People loved Steve so much they enthusiastically accepted whenever he told them that.
“Software does not need to be advanced or customizable at all! Simplicity is the king!” is nowadays a religion among hordes of software developers around the world. It’s a religion built on a faulty premise, but it’s powerful and currently dominating.
The opposite extreme (let’s crudely call it “the Russian model”) is to make an app fully customizable, but at the cost of ease of use.
So the true challenge for a software developer (as I mentioned in another recent blog post) would be to make The Happy App fully customizable, yet at the same time so easy to use that a 10-year-old child could handle it.
All advanced functionality/customizability of The Happy App would need to be skillfully “hidden” behind an “Advanced” layer, so that a user who doesn’t need advanced functionality or customizability perhaps never even notices that an advanced layer is there at all.
And so, this advanced layer would be skillfully hidden in the app by default, but users who need such advanced functionality/customizability would be capable of activating it and bringing it to the forefront, so that it would always be readily available to them at the tap of a finger.
Another option for where to start building the app would be around the most important habit out of all 114 habits currently tracked in the large spreadsheet. And that would be line 103 in the September 2021 spreadsheet. That’s my “happiness calculator” based on the formula:
This formula shows the user, in exact percentage, how happy she or he is in the current week, month, quarter, and year, and how that compares to the previous week, month, quarter, and year.

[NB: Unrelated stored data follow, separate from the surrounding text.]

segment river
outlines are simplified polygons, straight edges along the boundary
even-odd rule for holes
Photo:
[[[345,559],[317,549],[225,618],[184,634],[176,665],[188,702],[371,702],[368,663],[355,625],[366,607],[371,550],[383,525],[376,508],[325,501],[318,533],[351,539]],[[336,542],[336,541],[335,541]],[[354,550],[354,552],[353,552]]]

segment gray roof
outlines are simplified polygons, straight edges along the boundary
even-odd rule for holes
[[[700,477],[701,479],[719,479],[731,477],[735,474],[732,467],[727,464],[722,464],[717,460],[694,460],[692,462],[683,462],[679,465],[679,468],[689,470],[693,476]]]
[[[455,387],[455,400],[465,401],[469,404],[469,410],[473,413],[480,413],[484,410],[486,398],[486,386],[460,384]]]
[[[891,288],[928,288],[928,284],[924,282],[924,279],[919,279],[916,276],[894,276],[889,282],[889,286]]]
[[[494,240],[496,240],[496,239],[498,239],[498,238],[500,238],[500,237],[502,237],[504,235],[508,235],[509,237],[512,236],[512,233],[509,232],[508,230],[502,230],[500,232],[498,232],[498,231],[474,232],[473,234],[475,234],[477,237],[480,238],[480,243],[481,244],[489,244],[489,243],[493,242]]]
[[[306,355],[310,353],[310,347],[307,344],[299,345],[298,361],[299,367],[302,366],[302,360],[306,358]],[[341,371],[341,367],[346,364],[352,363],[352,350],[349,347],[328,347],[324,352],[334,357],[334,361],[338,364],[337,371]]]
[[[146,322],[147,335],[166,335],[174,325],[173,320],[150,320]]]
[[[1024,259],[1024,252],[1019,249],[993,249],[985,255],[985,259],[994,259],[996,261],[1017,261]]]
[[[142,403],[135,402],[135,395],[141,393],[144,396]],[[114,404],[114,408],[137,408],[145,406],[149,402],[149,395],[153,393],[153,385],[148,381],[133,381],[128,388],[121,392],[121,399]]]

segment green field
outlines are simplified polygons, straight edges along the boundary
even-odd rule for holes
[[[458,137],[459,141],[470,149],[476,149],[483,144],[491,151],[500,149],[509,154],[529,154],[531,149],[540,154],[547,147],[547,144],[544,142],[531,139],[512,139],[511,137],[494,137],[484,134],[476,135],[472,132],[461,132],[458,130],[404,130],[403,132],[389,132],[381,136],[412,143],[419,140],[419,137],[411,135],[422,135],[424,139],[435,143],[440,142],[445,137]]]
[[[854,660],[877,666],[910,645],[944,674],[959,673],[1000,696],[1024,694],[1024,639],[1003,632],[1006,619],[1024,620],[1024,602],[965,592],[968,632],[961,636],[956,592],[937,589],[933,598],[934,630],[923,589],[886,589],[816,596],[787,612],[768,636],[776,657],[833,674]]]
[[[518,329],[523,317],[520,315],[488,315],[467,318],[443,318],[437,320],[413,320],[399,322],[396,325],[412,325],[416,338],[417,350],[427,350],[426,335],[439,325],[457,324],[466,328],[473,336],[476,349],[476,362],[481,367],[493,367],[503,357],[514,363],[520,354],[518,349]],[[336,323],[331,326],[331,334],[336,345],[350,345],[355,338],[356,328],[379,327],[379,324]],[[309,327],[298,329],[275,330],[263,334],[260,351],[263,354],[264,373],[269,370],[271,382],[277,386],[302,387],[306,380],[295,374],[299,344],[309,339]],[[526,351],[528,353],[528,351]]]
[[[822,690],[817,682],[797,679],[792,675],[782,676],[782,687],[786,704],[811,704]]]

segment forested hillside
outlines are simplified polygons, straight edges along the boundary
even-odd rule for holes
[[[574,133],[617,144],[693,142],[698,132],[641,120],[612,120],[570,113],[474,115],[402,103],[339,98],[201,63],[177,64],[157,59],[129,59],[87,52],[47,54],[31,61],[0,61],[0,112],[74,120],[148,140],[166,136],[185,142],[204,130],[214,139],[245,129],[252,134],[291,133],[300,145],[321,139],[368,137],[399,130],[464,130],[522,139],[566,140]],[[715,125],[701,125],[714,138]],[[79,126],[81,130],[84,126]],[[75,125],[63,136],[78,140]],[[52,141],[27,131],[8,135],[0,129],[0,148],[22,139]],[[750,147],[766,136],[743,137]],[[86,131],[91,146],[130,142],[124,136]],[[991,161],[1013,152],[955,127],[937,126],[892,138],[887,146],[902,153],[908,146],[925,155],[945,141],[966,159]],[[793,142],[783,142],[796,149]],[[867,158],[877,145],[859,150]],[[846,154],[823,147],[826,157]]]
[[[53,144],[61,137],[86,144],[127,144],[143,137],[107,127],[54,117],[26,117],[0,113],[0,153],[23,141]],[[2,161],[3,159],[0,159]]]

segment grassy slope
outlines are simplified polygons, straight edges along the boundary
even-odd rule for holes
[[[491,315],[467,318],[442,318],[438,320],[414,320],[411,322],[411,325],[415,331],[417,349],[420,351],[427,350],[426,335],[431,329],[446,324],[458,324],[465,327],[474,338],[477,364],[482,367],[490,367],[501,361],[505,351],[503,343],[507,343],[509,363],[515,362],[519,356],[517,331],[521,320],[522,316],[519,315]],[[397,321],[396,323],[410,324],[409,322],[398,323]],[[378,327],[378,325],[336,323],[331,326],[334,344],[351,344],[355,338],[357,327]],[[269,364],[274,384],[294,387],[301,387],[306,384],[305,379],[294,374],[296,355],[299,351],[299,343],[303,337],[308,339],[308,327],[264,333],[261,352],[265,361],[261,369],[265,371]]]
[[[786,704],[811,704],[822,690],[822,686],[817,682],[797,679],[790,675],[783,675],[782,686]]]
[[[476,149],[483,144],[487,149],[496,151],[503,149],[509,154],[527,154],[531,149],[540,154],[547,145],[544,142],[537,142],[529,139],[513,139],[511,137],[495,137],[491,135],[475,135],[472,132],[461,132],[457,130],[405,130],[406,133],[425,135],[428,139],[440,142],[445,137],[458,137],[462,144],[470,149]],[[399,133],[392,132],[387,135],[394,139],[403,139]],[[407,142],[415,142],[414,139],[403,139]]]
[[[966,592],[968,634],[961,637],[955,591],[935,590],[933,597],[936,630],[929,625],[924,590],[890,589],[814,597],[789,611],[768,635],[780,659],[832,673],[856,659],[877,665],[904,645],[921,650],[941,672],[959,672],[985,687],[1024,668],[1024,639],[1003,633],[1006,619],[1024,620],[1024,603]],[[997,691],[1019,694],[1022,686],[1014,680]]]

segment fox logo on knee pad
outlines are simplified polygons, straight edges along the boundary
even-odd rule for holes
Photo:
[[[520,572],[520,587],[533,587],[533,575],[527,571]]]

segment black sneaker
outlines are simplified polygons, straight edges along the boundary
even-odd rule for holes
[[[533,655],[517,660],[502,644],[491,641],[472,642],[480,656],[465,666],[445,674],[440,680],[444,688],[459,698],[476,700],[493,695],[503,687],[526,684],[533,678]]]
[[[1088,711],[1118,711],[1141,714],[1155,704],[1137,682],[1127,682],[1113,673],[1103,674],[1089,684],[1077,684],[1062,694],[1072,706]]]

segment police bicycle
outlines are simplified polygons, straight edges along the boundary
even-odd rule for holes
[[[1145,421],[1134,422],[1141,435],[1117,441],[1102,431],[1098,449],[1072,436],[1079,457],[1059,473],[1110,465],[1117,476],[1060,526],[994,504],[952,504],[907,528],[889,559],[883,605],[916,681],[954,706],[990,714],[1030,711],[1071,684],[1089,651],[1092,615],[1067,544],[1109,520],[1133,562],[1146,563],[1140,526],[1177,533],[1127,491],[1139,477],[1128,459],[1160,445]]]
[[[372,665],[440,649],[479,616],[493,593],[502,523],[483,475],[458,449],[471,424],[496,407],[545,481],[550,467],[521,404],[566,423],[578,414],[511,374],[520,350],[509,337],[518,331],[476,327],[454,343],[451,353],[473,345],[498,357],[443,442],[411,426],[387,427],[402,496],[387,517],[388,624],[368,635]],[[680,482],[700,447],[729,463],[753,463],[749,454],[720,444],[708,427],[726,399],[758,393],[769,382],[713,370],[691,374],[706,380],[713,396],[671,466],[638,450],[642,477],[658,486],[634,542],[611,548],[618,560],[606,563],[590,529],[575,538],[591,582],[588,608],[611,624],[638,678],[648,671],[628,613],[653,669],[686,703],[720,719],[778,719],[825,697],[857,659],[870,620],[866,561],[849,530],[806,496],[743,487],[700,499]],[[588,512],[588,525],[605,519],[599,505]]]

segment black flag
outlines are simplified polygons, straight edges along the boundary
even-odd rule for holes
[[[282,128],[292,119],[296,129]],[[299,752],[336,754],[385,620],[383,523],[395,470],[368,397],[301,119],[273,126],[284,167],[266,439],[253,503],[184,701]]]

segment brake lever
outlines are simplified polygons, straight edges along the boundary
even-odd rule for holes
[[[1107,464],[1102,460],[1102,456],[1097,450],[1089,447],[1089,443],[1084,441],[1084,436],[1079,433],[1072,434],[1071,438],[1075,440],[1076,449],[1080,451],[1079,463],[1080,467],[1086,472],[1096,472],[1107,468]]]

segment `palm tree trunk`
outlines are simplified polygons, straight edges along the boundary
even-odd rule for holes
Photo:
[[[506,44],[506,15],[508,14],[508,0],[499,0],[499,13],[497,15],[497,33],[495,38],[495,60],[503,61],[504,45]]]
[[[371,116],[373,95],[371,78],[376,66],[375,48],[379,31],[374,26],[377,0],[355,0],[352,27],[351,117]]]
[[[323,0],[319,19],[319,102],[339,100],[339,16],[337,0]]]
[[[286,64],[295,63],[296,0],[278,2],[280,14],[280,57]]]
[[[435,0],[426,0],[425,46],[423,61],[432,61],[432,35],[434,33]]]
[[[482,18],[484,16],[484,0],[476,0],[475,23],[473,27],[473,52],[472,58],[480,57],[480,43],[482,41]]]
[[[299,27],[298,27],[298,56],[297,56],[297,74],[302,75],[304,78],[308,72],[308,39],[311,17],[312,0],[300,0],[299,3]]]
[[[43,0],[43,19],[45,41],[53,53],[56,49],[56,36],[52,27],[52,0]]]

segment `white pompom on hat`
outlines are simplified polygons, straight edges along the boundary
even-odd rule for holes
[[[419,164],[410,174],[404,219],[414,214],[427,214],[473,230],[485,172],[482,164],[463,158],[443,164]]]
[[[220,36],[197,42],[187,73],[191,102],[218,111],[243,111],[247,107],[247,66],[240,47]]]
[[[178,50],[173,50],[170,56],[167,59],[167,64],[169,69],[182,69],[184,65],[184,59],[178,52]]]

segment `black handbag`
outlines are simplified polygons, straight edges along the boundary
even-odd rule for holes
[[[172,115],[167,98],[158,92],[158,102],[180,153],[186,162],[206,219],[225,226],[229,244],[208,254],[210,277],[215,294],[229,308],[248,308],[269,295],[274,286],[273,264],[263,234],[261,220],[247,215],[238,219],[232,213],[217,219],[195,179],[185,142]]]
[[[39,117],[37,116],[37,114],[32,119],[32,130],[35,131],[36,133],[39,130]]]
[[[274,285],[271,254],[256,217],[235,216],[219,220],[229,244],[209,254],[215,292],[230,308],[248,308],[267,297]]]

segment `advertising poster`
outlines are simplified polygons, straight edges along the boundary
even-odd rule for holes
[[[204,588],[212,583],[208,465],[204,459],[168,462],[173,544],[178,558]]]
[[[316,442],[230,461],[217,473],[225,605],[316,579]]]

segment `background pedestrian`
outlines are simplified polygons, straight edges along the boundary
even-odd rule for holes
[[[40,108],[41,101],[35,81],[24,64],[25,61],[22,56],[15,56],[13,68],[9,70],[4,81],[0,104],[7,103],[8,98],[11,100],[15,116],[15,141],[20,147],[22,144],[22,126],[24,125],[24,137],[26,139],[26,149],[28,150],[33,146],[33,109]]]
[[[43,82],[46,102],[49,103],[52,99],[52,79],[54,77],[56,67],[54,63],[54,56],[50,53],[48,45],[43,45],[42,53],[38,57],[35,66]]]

For example, my December 2021 habits spreadsheet is telling me (in line 104 of this particular sheet) that I’ve been 88% happy so far this current week, 66% happy in the current month (December 2021) and season (winter 2021/22, defined as December to February), and 36% happy for the whole year 2021. (Even though “36% happy” seems like little, it would in fact be my new personal best for a completed year, if I manage to stay at least on this level of happiness for the final two weeks of the current year.)
I find this single habit (“happiness”) so crucial that I would call the entire app based on that single habit: I’d call it The Happy App.
I’d call the app that, even though it also tracks 113 additional daily “habits” along with happiness, and now also includes a special “don’t break the chain” section. But the “happiness habit” – or measuring your happiness in life – seems so crucial to me that, to my mind, it would be well justified to call the entire app based on that single habit.
Once numeric “happiness data” are available, illuminating and motivating graphics and charts can be automatically built using those data, such as the following chart displaying my “happiness levels” over the course of this year’s summer:
But this chart is generated by a free online chart tool wholly separate from Google Sheets, and currently, if I wish to see such insightful and motivating charts, I need to input the data in that online chart tool manually every day, which is a nuisance and is time-consuming. The Happy App, as I envision it, would include such charting functionality by default.
And, it would send tailor-made, insightful and motivating notifications to the user, alerting the user to his or her “current trends”: including such trends that the user would likely not notice on his/her own just by looking at the raw data in the datasheet or even at the colorful charts built on those data.
Here is one such potential notification:
The urgency and frequency of such notifications (both “congratulatory”/positive ones, and “warning”/negative ones) would likewise be customizable by the user.
That’s roughly my idea or an outline of “The Happy App”.